Die große Drohne der Drackensteiner Wehr ist sowohl mit einer Wärmebildkamera bestückt, mit der beispielsweise Glutnester erkannt werden können, als auch mit einer Sichtkamera. Daneben verfügt sie über acht Sensoren sowie über Positionslichter und kann mit wenigen Handgriffen zusätzlich mit Scheinwerfern und Lautsprechern ausgestattet werden. Die kleine Drohne dagegen besitzt nur eine Sichtkamera. „Das ist unsere Opfer-Drohne“, sagt Sebastian Gemeinhardt. Sie wird meist dann eingesetzt, wenn Gefahr besteht, die Drohne zu verlieren; sie ist deutlich günstiger als die große. Sie durchfliegt zum Beispiel einsturzgefährdete Häuser, damit die Piloten sehen können, ob sich noch Menschen darin befinden. Wenn es eng wird, können ihre vier Propeller mit sogenannten Propellerkäfigen aus Kunststoff geschützt werden.

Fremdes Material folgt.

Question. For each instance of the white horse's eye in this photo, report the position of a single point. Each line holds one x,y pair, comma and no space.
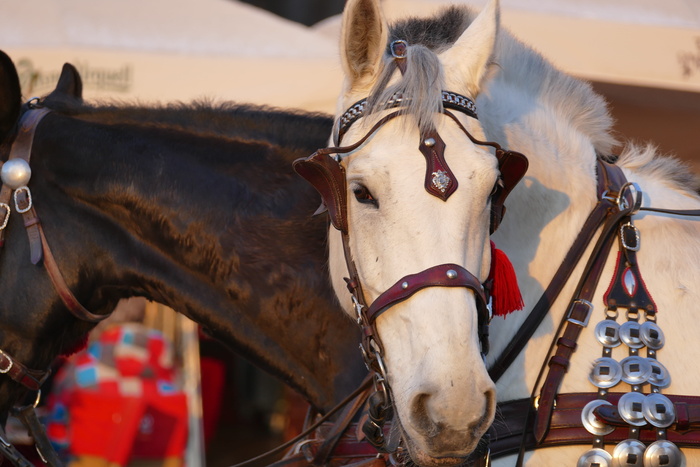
363,195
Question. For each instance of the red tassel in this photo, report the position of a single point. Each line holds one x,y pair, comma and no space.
505,293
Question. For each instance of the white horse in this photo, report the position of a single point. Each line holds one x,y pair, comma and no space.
443,397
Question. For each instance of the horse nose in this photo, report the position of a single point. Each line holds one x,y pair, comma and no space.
448,424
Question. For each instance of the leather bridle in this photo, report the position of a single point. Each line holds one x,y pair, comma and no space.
16,192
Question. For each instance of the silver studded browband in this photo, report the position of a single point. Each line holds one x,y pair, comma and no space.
450,100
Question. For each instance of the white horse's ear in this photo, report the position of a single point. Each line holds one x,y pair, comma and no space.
363,41
466,62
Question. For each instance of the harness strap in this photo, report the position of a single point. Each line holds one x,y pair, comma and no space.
581,307
30,379
27,415
360,393
600,212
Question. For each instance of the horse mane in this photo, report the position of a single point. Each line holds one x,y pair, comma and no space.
520,67
288,128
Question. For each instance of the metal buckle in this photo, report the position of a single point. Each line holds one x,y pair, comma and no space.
9,366
29,199
635,193
358,309
637,239
620,200
6,218
583,323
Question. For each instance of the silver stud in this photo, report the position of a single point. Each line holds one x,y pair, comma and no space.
659,410
630,407
629,453
663,453
591,423
597,456
650,333
606,373
15,173
629,334
636,370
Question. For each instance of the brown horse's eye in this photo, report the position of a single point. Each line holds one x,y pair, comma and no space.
363,195
497,187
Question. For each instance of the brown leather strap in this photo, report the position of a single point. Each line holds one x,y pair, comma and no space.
30,379
597,217
340,427
566,427
59,283
27,415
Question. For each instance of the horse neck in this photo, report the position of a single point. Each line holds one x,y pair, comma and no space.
196,225
544,215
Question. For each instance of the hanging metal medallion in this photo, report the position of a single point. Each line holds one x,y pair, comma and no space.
629,453
608,333
635,370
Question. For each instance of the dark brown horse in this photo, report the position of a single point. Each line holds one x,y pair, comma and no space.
193,206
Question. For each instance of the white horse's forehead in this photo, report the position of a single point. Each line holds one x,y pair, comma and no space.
393,154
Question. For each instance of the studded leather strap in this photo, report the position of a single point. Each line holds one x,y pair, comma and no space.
444,275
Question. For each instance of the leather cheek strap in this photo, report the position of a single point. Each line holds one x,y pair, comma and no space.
328,178
444,275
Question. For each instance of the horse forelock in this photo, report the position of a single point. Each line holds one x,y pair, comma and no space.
646,159
570,99
284,127
423,81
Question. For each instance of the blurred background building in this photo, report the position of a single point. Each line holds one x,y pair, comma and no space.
642,55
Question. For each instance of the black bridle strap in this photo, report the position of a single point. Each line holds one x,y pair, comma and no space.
601,211
361,393
27,415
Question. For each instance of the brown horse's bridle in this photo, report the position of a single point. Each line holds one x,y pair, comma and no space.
15,176
327,174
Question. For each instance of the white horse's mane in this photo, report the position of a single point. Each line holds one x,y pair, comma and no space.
517,66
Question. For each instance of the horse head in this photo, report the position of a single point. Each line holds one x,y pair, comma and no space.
410,193
193,206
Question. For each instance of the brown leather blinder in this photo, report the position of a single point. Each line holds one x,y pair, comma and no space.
327,176
513,167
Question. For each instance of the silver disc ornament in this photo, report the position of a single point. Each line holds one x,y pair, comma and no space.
595,457
608,333
606,373
629,453
660,377
630,335
659,410
663,453
593,424
631,408
15,173
651,334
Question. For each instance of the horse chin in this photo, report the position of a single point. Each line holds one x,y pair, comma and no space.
422,458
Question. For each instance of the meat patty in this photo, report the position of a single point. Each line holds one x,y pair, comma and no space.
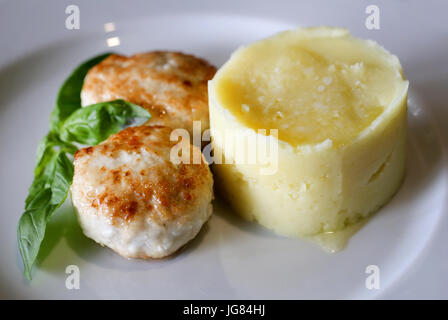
172,86
131,197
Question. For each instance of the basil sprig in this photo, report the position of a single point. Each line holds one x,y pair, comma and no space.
69,124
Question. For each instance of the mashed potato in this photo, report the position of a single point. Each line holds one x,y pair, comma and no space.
339,104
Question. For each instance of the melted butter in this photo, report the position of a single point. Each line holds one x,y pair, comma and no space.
309,89
336,241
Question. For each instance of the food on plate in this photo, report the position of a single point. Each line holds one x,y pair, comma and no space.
339,104
172,86
150,209
130,197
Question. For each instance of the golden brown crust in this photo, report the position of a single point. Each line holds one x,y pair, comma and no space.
147,184
172,86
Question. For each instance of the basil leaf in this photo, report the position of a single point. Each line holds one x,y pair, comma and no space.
53,175
93,124
69,96
48,191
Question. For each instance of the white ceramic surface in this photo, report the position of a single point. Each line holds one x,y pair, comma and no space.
230,258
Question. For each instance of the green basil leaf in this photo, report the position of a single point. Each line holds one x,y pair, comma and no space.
53,175
48,191
93,124
69,96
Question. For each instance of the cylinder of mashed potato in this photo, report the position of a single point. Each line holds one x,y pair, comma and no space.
339,106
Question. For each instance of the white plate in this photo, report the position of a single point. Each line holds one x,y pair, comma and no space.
230,258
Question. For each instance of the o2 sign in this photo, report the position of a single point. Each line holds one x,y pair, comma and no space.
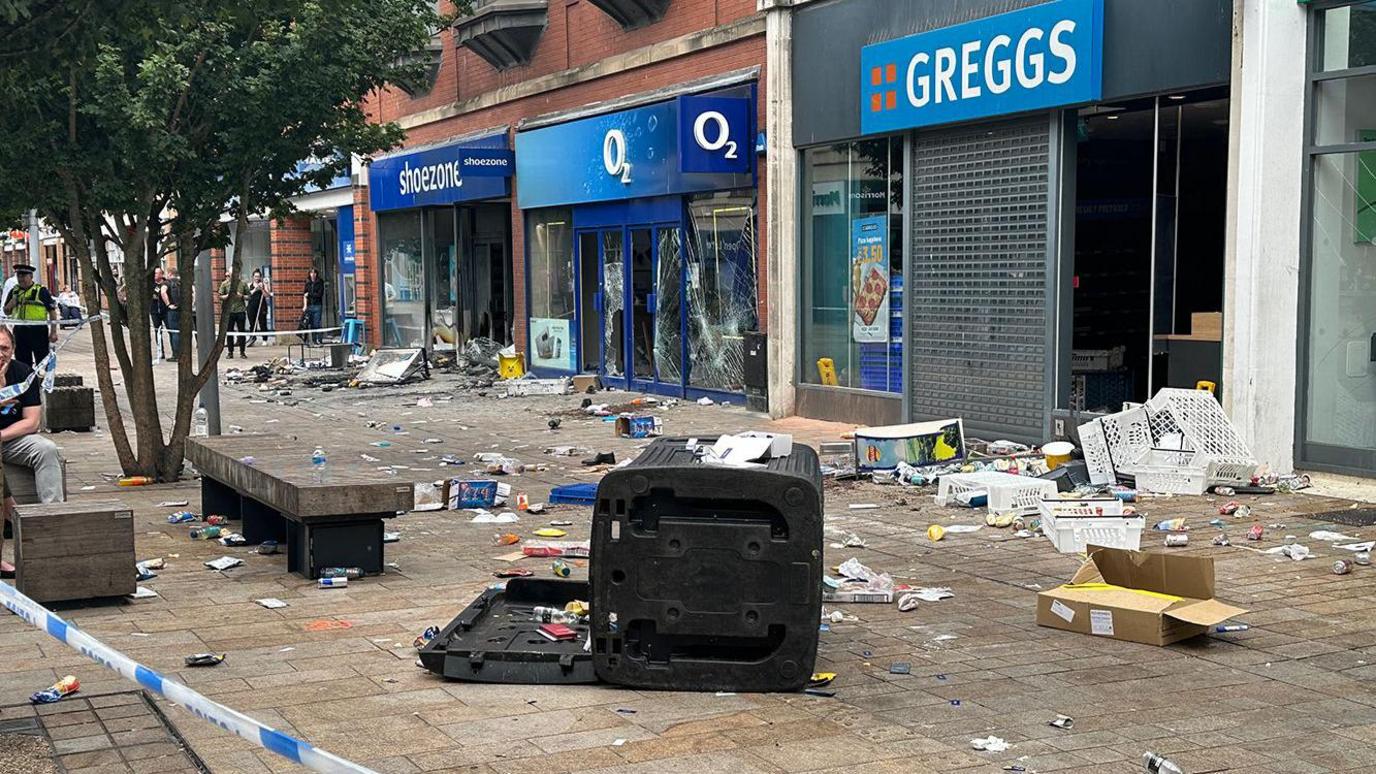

Bei Regen sind die beiden Drohnen nur bedingt einsetzbar, weil das Wasser der Technik schadet. „Aber wenn Menschenleben in Gefahr sind“, betont Alexander Mayer, „würden wir die kaputte Technik natürlich riskieren.“

Drohen sind vielseitig einsetzbar

Sicherheit
 Die Drohnen aus Drackenstein können in Bereiche eingeflogen werden, die für Einsatzkräfte zu gefährlich sind, wie einsturzgefährdete Gebäude oder Gefahrgutbereiche. Sie liefern in kürzester Zeit Informationen über notwendige Menschenrettung, Gefahren der Einsatzstelle und zur Lagebeurteilung. Bei einem Brand erkennt die Einsatzleitung dank der Drohnenbilder die Gefahrenschwerpunkte und findet Menschen und Hotspots von Bränden.

Kameras
Bei Gefahrguteinsätzen, etwa bei ausströmendem Gas, erkennt die Wärmebildkamera das Problem (weil das Gas kälter ist als das Umfeld), und mit der Sichtkamera lassen sich unter Umständen auch Beschriftungen auf Gefahrgut-Behältern lesen.

Überblick
Menschensuche auf Flächen und in Wäldern ist dank der Wärmebildkamera möglich; Menschen in und an Gewässern aus der Luft zu suchen, ist leichter möglich als vom Ufer aus, vor allem weil sich Reflexionen im Wasser beim Blick von oben reduzieren.

Licht
Dank der Scheinwerfer ist der Einsatz der Drohne auch bei Nacht möglich. Sie kann Einsatzstellen ausleuchten, mittels Lautsprecher mit Menschen in Not reden und auch bei Nacht Glutnester bei Bränden ausfindig machen.

Aufzeichnung
Einsätze können mit Bildern und Filmen, etwa zur Nachbesprechung, dokumentiert werden.